An Oxford educated, German-born scientist takes a passion for China to Ontario museum
German-born, Oxford scientist shows Canadians ancient China
For Sascha Priewe, the question “Where do you live?” might not be so easy to answer. According to his resume posted on the website of Royal Ontario Museum (ROM), the Germanborn archaeologist and curator has lived in Sweden, China and the UK. And since March 2015, Priewe, the new managing director of three of the ROM’s eight Centres of Discovery, has started a brand new life in Toronto.
“Toronto is a fantastic city, vibrant and culturally diverse,” said Priewe. “And as a bonus, it is a great base for outdoor activities.”
It seems a natural reaction for a German who was born in Mönchengladbach, a mid-sized landlocked city famous mainly for its soccer club. For young Priewe growing up, however, Chinese characters were more interesting than football.
Priewe will never forget how impressed he was about 15 years ago when he first looked into a friend’s Chinese textbook. “I was so surprised,” he said. He couldn’t even find the suitable word to describe his feelings.
These image-like characters, since then, have led him into a mysterious and totally new world. Gradually he has fallen in love with traditional Chinese culture, and even got a Chinese name: Pei Yanhua.
Priewe speaks fluent Chinese, sometimes with a Beijing accent. Although he has studied Chinese over the past decade and is able to read academic Chinese journals, he sometimes gets confused in public places where common sayings are largely used. These challenges, however, only increase Priewe’s determination to dig deep and explore. For him, the “complexity and mysteriousness” of Chinese culture is the most engaging thing for a foreigner.
Priewe got his PhD in archaeology at Oxford. His research mainly focused on the Neolithic and Bronze ages of the Yangtze River.
In 2001, Priewe went to China for the first time. He stayed in Beijing for a few days, wandering around old streets and visiting galleries and museums. He recalls that there were not as many skyscrapers in Beijing at that time, especially outside of the Third Ring.

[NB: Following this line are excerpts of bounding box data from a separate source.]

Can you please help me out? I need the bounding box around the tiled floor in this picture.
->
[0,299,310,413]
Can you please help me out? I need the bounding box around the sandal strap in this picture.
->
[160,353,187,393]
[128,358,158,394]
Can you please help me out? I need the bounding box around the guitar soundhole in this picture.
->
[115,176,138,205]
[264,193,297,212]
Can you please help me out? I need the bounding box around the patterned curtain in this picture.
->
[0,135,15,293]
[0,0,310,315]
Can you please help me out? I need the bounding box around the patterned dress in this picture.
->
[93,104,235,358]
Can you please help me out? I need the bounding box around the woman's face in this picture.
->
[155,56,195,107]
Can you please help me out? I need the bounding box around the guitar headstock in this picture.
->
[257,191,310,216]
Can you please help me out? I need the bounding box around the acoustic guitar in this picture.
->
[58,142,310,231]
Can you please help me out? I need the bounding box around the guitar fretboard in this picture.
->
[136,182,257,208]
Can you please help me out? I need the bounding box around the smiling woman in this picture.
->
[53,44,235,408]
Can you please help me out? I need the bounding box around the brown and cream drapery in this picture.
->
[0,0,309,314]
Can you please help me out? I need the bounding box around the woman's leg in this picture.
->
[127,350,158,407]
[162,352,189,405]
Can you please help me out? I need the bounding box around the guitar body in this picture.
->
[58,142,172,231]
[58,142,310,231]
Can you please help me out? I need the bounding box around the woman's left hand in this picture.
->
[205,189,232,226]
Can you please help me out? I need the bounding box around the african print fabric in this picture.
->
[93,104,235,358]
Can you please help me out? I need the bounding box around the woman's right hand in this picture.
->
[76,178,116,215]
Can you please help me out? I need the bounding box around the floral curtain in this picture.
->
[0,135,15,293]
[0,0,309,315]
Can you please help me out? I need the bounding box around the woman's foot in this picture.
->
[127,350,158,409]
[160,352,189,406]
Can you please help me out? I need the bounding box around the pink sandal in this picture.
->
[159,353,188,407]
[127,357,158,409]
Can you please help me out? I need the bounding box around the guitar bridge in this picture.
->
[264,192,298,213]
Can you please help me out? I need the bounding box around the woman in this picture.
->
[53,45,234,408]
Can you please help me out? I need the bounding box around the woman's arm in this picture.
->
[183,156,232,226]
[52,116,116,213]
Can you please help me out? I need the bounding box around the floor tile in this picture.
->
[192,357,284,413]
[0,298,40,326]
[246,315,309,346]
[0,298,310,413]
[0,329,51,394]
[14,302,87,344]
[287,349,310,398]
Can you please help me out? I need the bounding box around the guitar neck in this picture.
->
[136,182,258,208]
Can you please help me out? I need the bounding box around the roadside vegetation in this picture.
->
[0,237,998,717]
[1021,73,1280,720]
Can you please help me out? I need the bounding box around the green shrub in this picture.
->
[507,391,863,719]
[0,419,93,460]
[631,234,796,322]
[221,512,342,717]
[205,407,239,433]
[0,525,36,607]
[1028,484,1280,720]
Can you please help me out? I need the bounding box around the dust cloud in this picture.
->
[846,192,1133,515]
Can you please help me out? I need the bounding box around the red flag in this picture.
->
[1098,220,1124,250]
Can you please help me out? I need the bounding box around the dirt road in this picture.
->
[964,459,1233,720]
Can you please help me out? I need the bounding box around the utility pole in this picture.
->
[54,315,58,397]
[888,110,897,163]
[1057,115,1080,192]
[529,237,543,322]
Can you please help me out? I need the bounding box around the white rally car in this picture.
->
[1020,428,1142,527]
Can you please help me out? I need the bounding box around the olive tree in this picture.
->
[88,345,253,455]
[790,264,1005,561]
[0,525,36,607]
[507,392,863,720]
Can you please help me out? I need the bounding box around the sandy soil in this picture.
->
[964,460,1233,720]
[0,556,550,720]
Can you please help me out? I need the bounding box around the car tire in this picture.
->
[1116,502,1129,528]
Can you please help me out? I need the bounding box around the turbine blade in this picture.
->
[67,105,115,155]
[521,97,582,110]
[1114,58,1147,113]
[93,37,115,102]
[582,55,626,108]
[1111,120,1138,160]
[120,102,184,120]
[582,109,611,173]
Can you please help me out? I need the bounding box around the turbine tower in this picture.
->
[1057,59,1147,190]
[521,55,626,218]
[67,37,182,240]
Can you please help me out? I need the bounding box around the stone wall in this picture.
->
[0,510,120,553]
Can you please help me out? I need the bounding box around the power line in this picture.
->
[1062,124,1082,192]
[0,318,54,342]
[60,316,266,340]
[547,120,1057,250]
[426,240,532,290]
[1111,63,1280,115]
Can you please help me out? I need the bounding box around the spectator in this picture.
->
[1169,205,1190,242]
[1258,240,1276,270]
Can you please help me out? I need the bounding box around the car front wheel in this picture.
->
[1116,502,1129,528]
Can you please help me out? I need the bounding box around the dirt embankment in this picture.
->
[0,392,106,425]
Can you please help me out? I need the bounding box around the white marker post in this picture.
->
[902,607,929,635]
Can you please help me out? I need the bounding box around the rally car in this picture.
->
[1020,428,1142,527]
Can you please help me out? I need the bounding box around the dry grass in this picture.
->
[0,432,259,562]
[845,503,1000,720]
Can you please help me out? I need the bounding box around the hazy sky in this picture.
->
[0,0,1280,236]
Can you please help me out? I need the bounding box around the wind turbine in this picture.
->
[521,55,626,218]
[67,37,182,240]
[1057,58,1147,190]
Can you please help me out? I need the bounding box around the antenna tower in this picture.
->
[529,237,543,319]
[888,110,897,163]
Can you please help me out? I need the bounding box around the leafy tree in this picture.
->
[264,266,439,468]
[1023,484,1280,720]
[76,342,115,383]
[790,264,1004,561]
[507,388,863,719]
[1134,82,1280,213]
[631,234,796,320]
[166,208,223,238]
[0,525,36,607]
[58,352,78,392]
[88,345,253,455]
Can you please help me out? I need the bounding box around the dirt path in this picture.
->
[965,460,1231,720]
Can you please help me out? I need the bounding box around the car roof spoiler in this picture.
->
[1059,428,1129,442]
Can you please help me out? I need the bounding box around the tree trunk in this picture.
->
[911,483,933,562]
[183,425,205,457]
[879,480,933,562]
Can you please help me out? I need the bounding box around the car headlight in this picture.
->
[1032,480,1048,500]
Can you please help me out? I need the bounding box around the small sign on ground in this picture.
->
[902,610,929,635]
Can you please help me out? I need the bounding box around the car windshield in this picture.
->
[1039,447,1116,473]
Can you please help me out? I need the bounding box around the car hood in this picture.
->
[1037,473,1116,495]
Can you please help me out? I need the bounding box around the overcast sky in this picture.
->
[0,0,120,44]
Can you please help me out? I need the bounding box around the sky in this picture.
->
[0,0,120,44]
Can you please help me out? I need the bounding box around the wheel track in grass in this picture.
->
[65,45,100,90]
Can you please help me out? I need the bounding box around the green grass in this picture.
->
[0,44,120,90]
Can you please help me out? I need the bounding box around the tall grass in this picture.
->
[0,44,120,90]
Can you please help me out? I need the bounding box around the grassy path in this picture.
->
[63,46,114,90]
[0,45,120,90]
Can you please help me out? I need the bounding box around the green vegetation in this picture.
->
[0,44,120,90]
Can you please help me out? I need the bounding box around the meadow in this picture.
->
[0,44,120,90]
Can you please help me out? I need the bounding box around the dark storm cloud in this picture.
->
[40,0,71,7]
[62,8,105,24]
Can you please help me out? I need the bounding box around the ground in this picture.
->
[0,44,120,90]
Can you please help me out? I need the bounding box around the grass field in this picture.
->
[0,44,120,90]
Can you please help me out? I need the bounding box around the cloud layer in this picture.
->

By the time he returned in 2004 as the cultural attaché at the German Embassy in Beijing, things had changed a lot. Priewe was shocked by the high-speed development of the old city and felt like he was driving through a concrete forest.
In order to get ready for the 2008 Olympic Games, the whole city was in a final sprint. New buildings were constructed every day while old objects and memories silently disappeared. “I have never seen such an energetic city before,” said Priewe.

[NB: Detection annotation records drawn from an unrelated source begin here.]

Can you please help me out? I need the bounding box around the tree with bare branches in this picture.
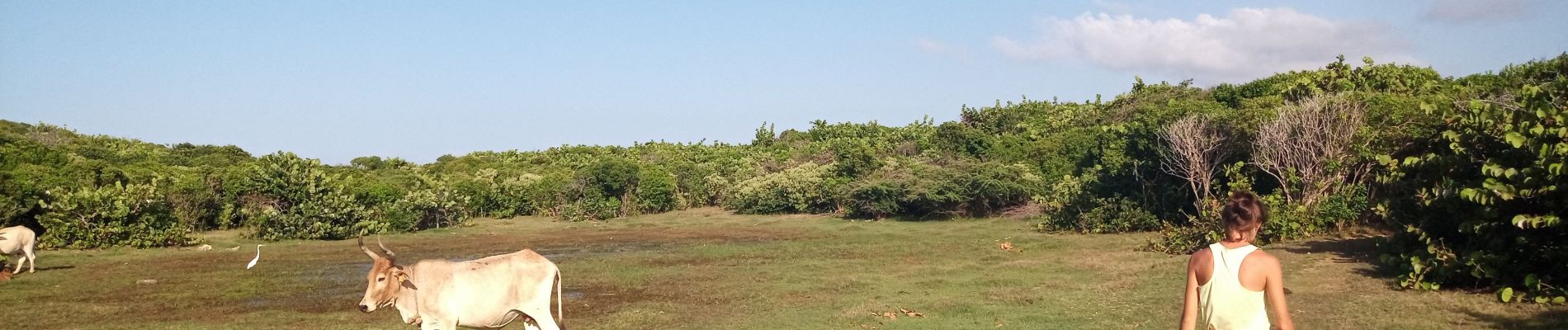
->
[1159,114,1226,216]
[1253,96,1366,208]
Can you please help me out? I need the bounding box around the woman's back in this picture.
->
[1193,243,1268,330]
[1181,191,1295,330]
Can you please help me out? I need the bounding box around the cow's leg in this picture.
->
[527,309,561,330]
[23,244,38,274]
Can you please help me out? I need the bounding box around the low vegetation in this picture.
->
[0,208,1568,330]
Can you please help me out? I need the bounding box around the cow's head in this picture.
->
[359,238,411,313]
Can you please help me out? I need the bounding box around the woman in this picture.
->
[1181,192,1295,330]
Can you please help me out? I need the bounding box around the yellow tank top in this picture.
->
[1198,243,1268,330]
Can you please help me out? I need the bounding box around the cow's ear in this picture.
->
[392,266,408,281]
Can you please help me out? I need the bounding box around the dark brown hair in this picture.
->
[1220,191,1268,230]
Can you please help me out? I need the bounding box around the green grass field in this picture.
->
[0,210,1568,330]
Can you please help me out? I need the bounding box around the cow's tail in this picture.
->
[555,267,566,330]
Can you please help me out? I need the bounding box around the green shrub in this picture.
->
[725,163,834,214]
[381,187,469,232]
[244,152,376,239]
[636,166,679,213]
[38,183,197,248]
[1378,54,1568,302]
[1037,199,1160,233]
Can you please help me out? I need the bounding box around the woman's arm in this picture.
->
[1181,250,1201,330]
[1263,255,1295,330]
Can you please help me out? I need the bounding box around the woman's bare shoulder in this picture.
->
[1187,248,1214,269]
[1242,248,1279,269]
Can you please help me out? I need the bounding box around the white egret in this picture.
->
[244,244,263,269]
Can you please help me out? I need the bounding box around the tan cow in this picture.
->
[0,225,38,272]
[359,238,564,330]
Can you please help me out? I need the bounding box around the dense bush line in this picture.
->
[0,54,1568,302]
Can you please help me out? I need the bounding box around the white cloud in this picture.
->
[1424,0,1533,25]
[991,7,1410,84]
[1090,0,1137,14]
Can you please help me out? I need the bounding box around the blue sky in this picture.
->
[0,0,1568,163]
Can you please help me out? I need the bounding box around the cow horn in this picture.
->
[359,236,385,260]
[376,234,397,258]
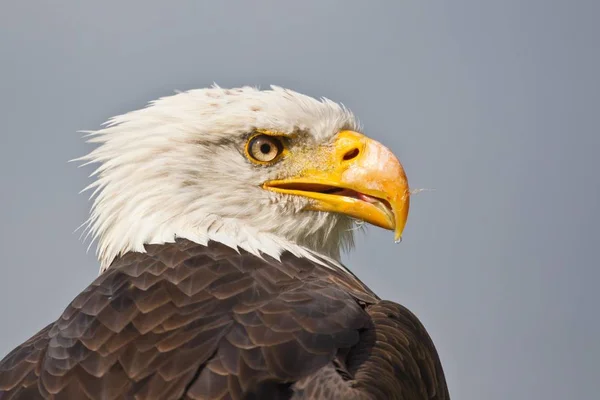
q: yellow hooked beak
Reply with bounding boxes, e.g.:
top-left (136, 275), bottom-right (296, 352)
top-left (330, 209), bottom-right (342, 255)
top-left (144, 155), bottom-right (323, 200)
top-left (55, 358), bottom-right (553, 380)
top-left (263, 131), bottom-right (410, 240)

In this ever changing atmosphere, Priewe had constantly attempted to grasp the unchanging and the eternal things still rooted in the ancient culture. Weekends he went to the Palace Museum, the Summer Palace and antique stores in Panjiayuan. During the two years he lived and worked in Beijing, Priewe searched for the connection between the culture and those Chinese characters that had captivated him years earlier.
And he traveled a lot, a habit since his college years. From 2004 to 2006 he visited a number of cities and towns in northern and southern China. What attracted him most was the Yangtze River, the third longest river in the world.
The 6,300-kilometer-long river had provided him with academic inspiration. His PhD thesis was on Neolithic relics of Hubei and Hunan provinces, both of which are located in the middle reaches of the river.
The strong interest in archaeology led him to London in 2006, mainly because of the British Museum. “The Chinese collection there is unimaginable,” he said.
While pursuing his PhD, Priewe worked as a curator and researcher at the museum. “It is a bit of luck that my career as a curator started there,” he said.
His diligence is reflected by his frequent appearances at academic lectures. He talks about Chinese bronzes in Asian Art in London, teaches courses at Sotheby’s Institute of Art and Christie’s Education, and helps organize volunteer projects and academic programs for the museum. Towards the end of 2014, he heard about the job at ROM.
Since joining ROM, his job description has been slightly altered. At the British Museum, most of his work focused on Chinese and Korean art and archaeology. After being appointed managing director of three Centers of Discovery at ROM (Ancient Cultures, World Art and Culture, and Textiles and Fashions), he welcomes the challenge of maintaining a broader outlook on the world’s cultures.
There are rich collections of Chinese antiques in the museums of Europe and North America, while art centers and museums in China have started collecting and exhibiting Western arts. Priewe, as a visiting curator at the Shanghai Museum, is thrilled to see special exhibitions on Impressionism and Expressionism there.
“Museums, at times, can be regarded as mirrors,” said Priewe. “Through them, a country and even an age can be artistically reflected.”
Sascha Priewe has just been appointed managing director at the Royal Ontario Museum.
Sascha Priewe standing in front of a Chinese-styles antique gate in ROM.